Closed cpaasch closed 2 years ago
Groovy.
There are other ways to calculate the saved value of reducing latencies on the internet that someone could explore that result in much bigger and ego-swelling value, that I try not to think about much. I'm content with 1sec a day!!, but...
Take drops/day for example. On the network that I used to maintain at the campground, those were about 3000-9000/day (about 5% marks also) for 3-30 active users, and I knew each of those was preventing a 600+ms (or 240+ms) latency excursion that might have lasted for seconds or minutes for all the other users, and a network that pretty consistently carried voip and videoconferencing well (except on the farthest reaches of the wifi).
A number I keep in my head is loading slashdot took 4 minutes with 1sec latency, 14s with none.
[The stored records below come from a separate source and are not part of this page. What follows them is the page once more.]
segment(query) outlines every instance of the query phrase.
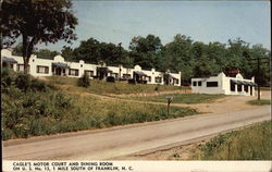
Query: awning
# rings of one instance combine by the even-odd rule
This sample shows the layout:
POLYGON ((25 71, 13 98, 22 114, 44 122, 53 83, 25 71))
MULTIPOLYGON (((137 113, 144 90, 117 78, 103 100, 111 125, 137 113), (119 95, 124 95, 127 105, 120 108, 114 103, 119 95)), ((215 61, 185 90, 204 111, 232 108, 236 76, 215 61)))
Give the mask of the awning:
POLYGON ((52 65, 63 67, 63 69, 69 67, 69 65, 66 63, 61 63, 61 62, 53 62, 52 65))
POLYGON ((246 82, 246 83, 247 83, 248 86, 254 86, 254 87, 257 86, 257 84, 256 84, 256 83, 252 83, 252 82, 246 82))
POLYGON ((98 71, 103 73, 112 73, 112 71, 109 70, 108 67, 99 67, 98 71))
POLYGON ((235 81, 235 79, 231 79, 231 82, 233 84, 237 84, 237 85, 257 86, 257 84, 255 84, 252 82, 235 81))
POLYGON ((2 57, 1 61, 9 62, 9 63, 17 63, 17 61, 14 60, 13 58, 7 58, 7 57, 2 57))
POLYGON ((140 72, 140 71, 135 71, 134 73, 139 75, 139 76, 147 76, 147 74, 145 74, 144 72, 140 72))
POLYGON ((169 75, 169 78, 174 78, 174 79, 177 79, 176 77, 174 77, 173 75, 169 75))

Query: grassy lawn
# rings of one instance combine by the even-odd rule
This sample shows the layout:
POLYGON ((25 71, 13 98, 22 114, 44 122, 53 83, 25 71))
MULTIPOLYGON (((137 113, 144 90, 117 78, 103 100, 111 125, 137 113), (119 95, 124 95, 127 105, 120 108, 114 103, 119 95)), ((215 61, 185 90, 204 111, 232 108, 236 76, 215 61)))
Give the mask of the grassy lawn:
MULTIPOLYGON (((47 77, 49 83, 57 84, 57 85, 72 85, 76 86, 77 78, 71 77, 62 77, 62 76, 50 76, 47 77)), ((91 79, 90 86, 85 88, 86 91, 92 94, 141 94, 141 93, 156 93, 156 91, 165 91, 165 90, 180 90, 184 89, 185 87, 178 86, 163 86, 163 85, 151 85, 151 84, 127 84, 126 82, 115 82, 115 83, 107 83, 104 81, 91 79)), ((186 87, 189 89, 189 87, 186 87)))
POLYGON ((220 135, 199 148, 200 160, 272 160, 272 122, 220 135))
MULTIPOLYGON (((258 89, 256 89, 258 90, 258 89)), ((260 90, 271 90, 271 87, 260 87, 260 90)))
POLYGON ((252 106, 267 106, 267 105, 271 105, 271 100, 267 100, 267 99, 250 100, 248 101, 248 103, 252 106))
POLYGON ((143 101, 157 101, 166 102, 165 97, 173 97, 172 102, 174 103, 201 103, 201 102, 212 102, 215 99, 223 98, 225 95, 207 95, 207 94, 171 94, 171 95, 160 95, 160 96, 149 96, 149 97, 131 97, 136 100, 143 101))

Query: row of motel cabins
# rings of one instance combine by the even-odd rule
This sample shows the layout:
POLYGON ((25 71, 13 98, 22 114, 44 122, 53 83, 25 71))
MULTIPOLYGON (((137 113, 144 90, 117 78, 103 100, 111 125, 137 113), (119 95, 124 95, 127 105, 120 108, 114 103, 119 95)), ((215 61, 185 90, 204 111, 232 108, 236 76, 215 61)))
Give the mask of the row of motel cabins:
MULTIPOLYGON (((1 66, 10 67, 17 72, 24 71, 24 61, 22 57, 13 56, 9 49, 1 50, 1 66)), ((169 73, 169 79, 163 79, 163 72, 158 72, 154 69, 151 71, 143 70, 139 65, 134 69, 121 66, 107 66, 106 63, 90 64, 83 60, 79 62, 65 61, 63 57, 55 56, 52 59, 41 59, 32 54, 28 63, 28 73, 33 76, 69 76, 81 77, 84 73, 90 78, 104 79, 108 76, 113 76, 116 79, 132 79, 144 84, 160 84, 181 86, 182 73, 169 73), (120 77, 121 76, 121 77, 120 77)))
MULTIPOLYGON (((17 72, 24 71, 23 58, 13 56, 9 49, 1 50, 1 66, 10 67, 17 72)), ((103 64, 89 64, 83 60, 79 62, 64 61, 61 56, 55 56, 50 59, 37 58, 32 54, 28 64, 28 73, 33 76, 69 76, 81 77, 84 73, 87 73, 90 78, 103 79, 108 76, 113 76, 121 79, 134 78, 137 83, 146 84, 160 84, 160 85, 174 85, 181 86, 182 73, 170 73, 169 81, 163 79, 163 73, 158 72, 154 69, 151 71, 141 70, 139 65, 135 65, 134 69, 126 69, 121 66, 107 66, 103 64)), ((237 73, 236 76, 226 76, 223 72, 218 76, 211 76, 207 78, 191 78, 191 93, 195 94, 223 94, 223 95, 244 95, 255 96, 255 77, 251 79, 245 79, 237 73)))

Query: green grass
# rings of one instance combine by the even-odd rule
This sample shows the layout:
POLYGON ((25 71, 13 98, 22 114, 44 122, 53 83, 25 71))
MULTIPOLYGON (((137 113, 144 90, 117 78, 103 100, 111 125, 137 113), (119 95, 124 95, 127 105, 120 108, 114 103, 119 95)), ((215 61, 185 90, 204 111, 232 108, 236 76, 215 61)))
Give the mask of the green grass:
POLYGON ((262 122, 218 137, 194 155, 201 160, 272 160, 272 122, 262 122))
POLYGON ((267 100, 267 99, 250 100, 248 101, 248 103, 252 106, 267 106, 267 105, 271 105, 271 100, 267 100))
MULTIPOLYGON (((256 88, 256 90, 258 89, 256 88)), ((260 87, 260 90, 271 90, 271 87, 260 87)))
MULTIPOLYGON (((77 78, 63 77, 63 76, 51 76, 47 77, 51 84, 57 85, 71 85, 76 86, 77 78)), ((127 84, 127 82, 115 82, 107 83, 104 81, 91 79, 90 86, 85 88, 85 91, 92 94, 140 94, 140 93, 156 93, 156 91, 165 91, 165 90, 180 90, 180 89, 189 89, 188 87, 178 87, 178 86, 164 86, 164 85, 152 85, 152 84, 127 84)))
POLYGON ((207 94, 170 94, 170 95, 160 95, 160 96, 138 96, 131 97, 132 99, 141 100, 141 101, 157 101, 157 102, 166 102, 165 97, 173 97, 172 102, 174 103, 202 103, 202 102, 212 102, 219 98, 225 97, 225 95, 207 95, 207 94))

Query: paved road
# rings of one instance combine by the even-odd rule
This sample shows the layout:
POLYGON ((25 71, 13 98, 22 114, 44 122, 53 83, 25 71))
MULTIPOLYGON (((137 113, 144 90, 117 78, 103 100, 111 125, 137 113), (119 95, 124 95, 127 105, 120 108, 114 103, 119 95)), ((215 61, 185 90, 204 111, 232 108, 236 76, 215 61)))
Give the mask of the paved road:
POLYGON ((270 107, 3 143, 5 160, 114 159, 270 120, 270 107))

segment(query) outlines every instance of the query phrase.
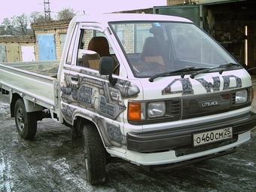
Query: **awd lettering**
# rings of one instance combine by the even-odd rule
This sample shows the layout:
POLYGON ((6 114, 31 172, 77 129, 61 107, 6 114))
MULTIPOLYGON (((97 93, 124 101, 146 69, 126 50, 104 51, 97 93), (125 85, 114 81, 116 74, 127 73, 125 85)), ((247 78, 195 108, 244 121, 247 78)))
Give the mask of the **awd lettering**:
MULTIPOLYGON (((235 75, 232 75, 222 76, 222 78, 224 81, 222 90, 224 90, 242 87, 241 78, 235 75), (233 87, 230 86, 231 81, 235 83, 235 85, 233 87)), ((219 91, 221 90, 220 78, 213 77, 212 79, 213 79, 213 83, 208 82, 203 78, 199 78, 199 79, 195 79, 195 80, 200 82, 203 85, 203 87, 206 89, 206 93, 219 91)), ((162 95, 175 94, 175 93, 182 93, 182 95, 194 94, 193 86, 192 86, 190 78, 175 79, 166 87, 165 87, 162 90, 162 95), (173 84, 176 82, 179 82, 181 84, 181 89, 178 90, 173 90, 173 84)))

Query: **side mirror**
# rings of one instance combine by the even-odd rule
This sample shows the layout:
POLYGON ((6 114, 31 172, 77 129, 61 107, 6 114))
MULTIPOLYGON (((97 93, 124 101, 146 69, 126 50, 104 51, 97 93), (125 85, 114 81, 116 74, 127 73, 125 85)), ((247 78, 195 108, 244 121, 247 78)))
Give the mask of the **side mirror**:
POLYGON ((102 56, 99 60, 99 73, 112 77, 114 59, 111 56, 102 56))
POLYGON ((111 56, 102 56, 99 60, 99 73, 100 75, 109 75, 109 83, 114 86, 117 79, 113 78, 114 59, 111 56))

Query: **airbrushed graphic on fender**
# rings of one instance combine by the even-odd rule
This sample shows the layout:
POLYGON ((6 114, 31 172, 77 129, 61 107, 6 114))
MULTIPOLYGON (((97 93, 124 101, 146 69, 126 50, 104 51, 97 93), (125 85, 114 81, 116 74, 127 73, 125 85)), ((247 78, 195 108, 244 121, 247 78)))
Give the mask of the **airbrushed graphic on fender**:
MULTIPOLYGON (((212 82, 208 82, 203 78, 198 78, 195 80, 200 82, 203 85, 203 87, 206 89, 206 93, 210 93, 212 91, 213 92, 219 91, 221 90, 221 88, 222 88, 221 89, 222 90, 230 90, 230 89, 242 87, 241 78, 235 75, 231 75, 222 76, 222 78, 223 78, 223 82, 224 82, 223 87, 221 87, 220 77, 212 77, 213 84, 212 82), (236 85, 231 87, 230 81, 234 81, 236 85)), ((166 87, 162 90, 162 95, 175 94, 175 93, 182 93, 182 95, 193 95, 194 90, 193 90, 192 84, 190 82, 190 78, 176 78, 173 80, 170 84, 169 84, 168 86, 166 87), (182 89, 179 90, 173 91, 172 90, 172 87, 176 82, 181 83, 182 89)))

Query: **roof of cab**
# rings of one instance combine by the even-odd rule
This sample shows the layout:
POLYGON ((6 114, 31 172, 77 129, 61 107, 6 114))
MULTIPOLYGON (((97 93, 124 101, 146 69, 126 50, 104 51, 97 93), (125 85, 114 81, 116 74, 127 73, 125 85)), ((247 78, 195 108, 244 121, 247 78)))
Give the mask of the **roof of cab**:
POLYGON ((96 22, 99 23, 106 23, 108 22, 118 21, 132 21, 132 20, 163 20, 163 21, 177 21, 189 22, 191 20, 175 16, 148 14, 105 14, 97 15, 83 14, 73 18, 73 22, 96 22))

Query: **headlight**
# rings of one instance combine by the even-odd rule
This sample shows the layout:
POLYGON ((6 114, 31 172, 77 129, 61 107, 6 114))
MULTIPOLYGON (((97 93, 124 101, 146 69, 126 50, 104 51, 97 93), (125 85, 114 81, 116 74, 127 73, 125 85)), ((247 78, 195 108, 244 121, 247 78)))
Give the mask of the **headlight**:
POLYGON ((236 93, 236 104, 247 102, 248 93, 246 90, 239 90, 236 93))
POLYGON ((154 118, 163 117, 166 114, 165 102, 128 102, 128 120, 145 120, 148 117, 154 118), (148 113, 148 115, 146 114, 148 113))
POLYGON ((154 102, 148 103, 148 115, 150 118, 162 117, 166 114, 165 102, 154 102))

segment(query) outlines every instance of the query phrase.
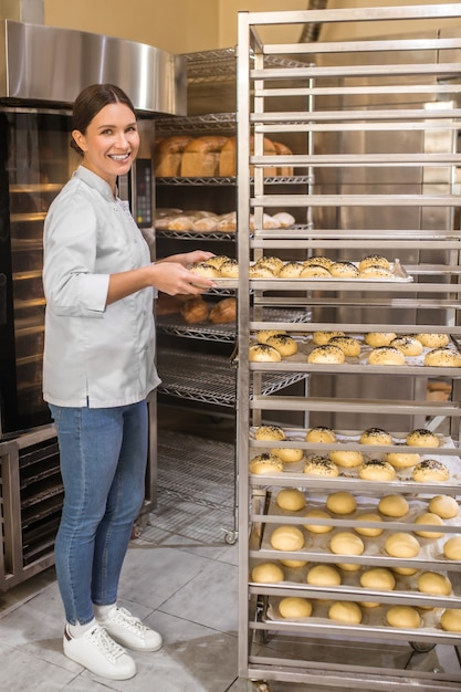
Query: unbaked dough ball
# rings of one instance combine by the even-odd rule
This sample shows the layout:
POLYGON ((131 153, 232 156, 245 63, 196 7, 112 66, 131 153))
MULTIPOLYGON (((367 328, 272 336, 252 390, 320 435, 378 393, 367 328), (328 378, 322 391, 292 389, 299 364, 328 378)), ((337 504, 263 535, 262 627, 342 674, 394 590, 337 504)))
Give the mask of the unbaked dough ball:
POLYGON ((336 433, 332 428, 317 426, 306 432, 306 442, 336 442, 336 433))
POLYGON ((371 348, 378 348, 379 346, 389 346, 396 336, 397 334, 394 332, 368 332, 364 336, 364 342, 371 348))
POLYGON ((363 481, 394 481, 396 470, 384 459, 367 459, 358 469, 363 481))
POLYGON ((441 518, 454 518, 460 511, 458 502, 451 495, 434 495, 429 502, 429 512, 441 518))
POLYGON ((452 586, 444 575, 437 572, 423 572, 418 577, 418 590, 432 596, 450 596, 452 586))
MULTIPOLYGON (((415 524, 433 524, 434 526, 443 526, 443 520, 440 518, 438 514, 432 514, 432 512, 425 512, 420 514, 415 520, 415 524)), ((417 536, 421 536, 421 538, 441 538, 444 534, 442 531, 429 531, 429 530, 420 530, 415 531, 417 536)))
POLYGON ((308 618, 312 615, 312 604, 307 598, 286 596, 279 602, 279 612, 282 618, 308 618))
POLYGON ((386 620, 390 627, 401 629, 417 629, 421 623, 421 617, 411 606, 392 606, 386 612, 386 620))
POLYGON ((360 434, 360 444, 392 444, 392 436, 381 428, 367 428, 360 434))
POLYGON ((418 428, 407 434, 408 447, 439 447, 440 441, 434 432, 418 428))
POLYGON ((440 616, 440 627, 446 632, 461 632, 461 608, 447 608, 440 616))
POLYGON ((279 491, 275 502, 281 510, 298 512, 306 506, 306 497, 297 487, 284 487, 279 491))
POLYGON ((370 365, 405 365, 405 356, 394 346, 378 346, 370 352, 368 363, 370 365))
POLYGON ((325 346, 334 336, 346 336, 344 332, 314 332, 312 340, 316 346, 325 346))
POLYGON ((362 610, 353 601, 337 600, 329 606, 328 618, 344 622, 344 625, 359 625, 362 622, 362 610))
POLYGON ((314 565, 307 572, 306 581, 311 586, 339 586, 340 574, 333 565, 314 565))
POLYGON ((260 426, 254 437, 256 440, 286 440, 285 431, 279 426, 260 426))
POLYGON ((293 447, 274 447, 271 449, 271 454, 275 454, 286 463, 295 463, 303 459, 304 451, 293 447))
POLYGON ((254 457, 250 461, 249 470, 250 473, 259 475, 280 473, 283 471, 283 461, 279 457, 275 457, 275 454, 264 452, 263 454, 258 454, 258 457, 254 457))
POLYGON ((277 526, 271 534, 275 551, 300 551, 304 546, 304 534, 297 526, 277 526))
MULTIPOLYGON (((375 514, 374 512, 364 512, 363 514, 357 514, 355 517, 357 521, 363 522, 381 522, 383 520, 379 514, 375 514)), ((370 536, 376 537, 380 536, 384 532, 384 528, 375 528, 371 526, 355 526, 355 531, 360 534, 360 536, 370 536)))
POLYGON ((357 501, 352 493, 339 490, 331 493, 326 499, 326 508, 335 514, 352 514, 357 507, 357 501))
POLYGON ((339 475, 337 465, 326 457, 311 457, 304 464, 304 473, 308 475, 325 475, 336 478, 339 475))
MULTIPOLYGON (((308 520, 332 518, 332 515, 328 514, 328 512, 325 512, 325 510, 310 510, 304 514, 304 516, 308 520)), ((304 524, 304 528, 313 534, 328 534, 331 531, 333 531, 334 526, 327 526, 326 524, 312 524, 310 522, 308 524, 304 524)))
POLYGON ((401 531, 390 534, 385 543, 386 553, 391 557, 416 557, 419 555, 420 547, 415 536, 401 531))
POLYGON ((415 337, 426 348, 443 348, 450 343, 448 334, 415 334, 415 337))
POLYGON ((335 363, 342 364, 346 359, 346 356, 337 346, 317 346, 307 356, 307 363, 335 363))
POLYGON ((251 570, 251 579, 258 584, 276 584, 284 577, 282 567, 276 563, 260 563, 251 570))
POLYGON ((461 354, 451 348, 434 348, 426 354, 425 365, 437 368, 460 368, 461 354))
POLYGON ((404 495, 385 495, 380 499, 378 510, 385 516, 399 518, 408 514, 410 505, 404 495))
POLYGON ((417 483, 442 482, 449 480, 450 472, 441 461, 423 459, 413 468, 412 478, 417 483))
POLYGON ((360 536, 353 534, 352 531, 340 531, 331 539, 329 549, 335 555, 362 555, 365 544, 360 536))
POLYGON ((342 469, 353 469, 363 463, 364 455, 356 450, 335 449, 329 452, 329 459, 342 469))
POLYGON ((461 559, 461 536, 452 536, 443 545, 447 559, 461 559))

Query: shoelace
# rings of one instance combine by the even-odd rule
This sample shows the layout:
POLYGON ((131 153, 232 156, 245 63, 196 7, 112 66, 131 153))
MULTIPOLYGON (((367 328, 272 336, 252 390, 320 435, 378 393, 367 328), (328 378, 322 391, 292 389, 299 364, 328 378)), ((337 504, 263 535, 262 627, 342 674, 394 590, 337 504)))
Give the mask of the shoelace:
POLYGON ((126 627, 129 631, 134 632, 138 637, 144 637, 148 627, 143 625, 139 618, 136 618, 126 608, 116 608, 111 612, 109 619, 123 627, 126 627))
POLYGON ((125 650, 107 635, 103 627, 95 627, 87 637, 99 649, 101 653, 113 663, 125 653, 125 650))

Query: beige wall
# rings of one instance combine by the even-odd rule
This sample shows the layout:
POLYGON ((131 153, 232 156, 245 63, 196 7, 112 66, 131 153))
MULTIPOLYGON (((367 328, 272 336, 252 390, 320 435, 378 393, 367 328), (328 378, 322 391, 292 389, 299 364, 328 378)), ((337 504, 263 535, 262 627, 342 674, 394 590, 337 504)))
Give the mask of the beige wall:
MULTIPOLYGON (((8 2, 11 0, 1 0, 8 2)), ((457 1, 457 0, 455 0, 457 1)), ((422 4, 442 4, 444 0, 432 0, 422 4)), ((458 0, 461 2, 461 0, 458 0)), ((419 0, 328 0, 328 9, 359 7, 391 7, 420 4, 419 0)), ((104 33, 132 41, 149 43, 170 53, 189 53, 237 43, 237 14, 239 11, 277 12, 306 10, 308 0, 44 0, 44 21, 52 27, 80 29, 104 33)), ((437 22, 453 25, 452 21, 437 22)), ((461 27, 459 27, 461 29, 461 27)), ((405 29, 408 31, 408 25, 405 29)), ((261 29, 264 42, 295 43, 302 27, 271 27, 261 29)), ((368 35, 366 24, 347 24, 343 29, 347 38, 368 35)), ((398 33, 398 22, 380 24, 377 33, 398 33)), ((322 34, 325 39, 326 34, 322 34)), ((342 40, 334 28, 329 28, 328 40, 342 40)))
Reschedules were much, much higher, (and not a particularly accurate measure) so every time fq is invoked you save the time of the length of the rest of the queue.
Then of course you have the enormous apple deployment of fq_"codel", interleaving away... the linux cloud deployment, the chromebook deployment....
It would be kind of cool to somehow total up an estimate of how valuable the whole bufferbloat.net effort has been to the internet as a whole. What if jim had NOT looked up from his scp to MIT that day and started asking questions?
anyway, it's somehow expressing that the routers are the only thing major left to upgrade, rather than me ranting about millions and billions of fixes elsewhere, that was more on my mind.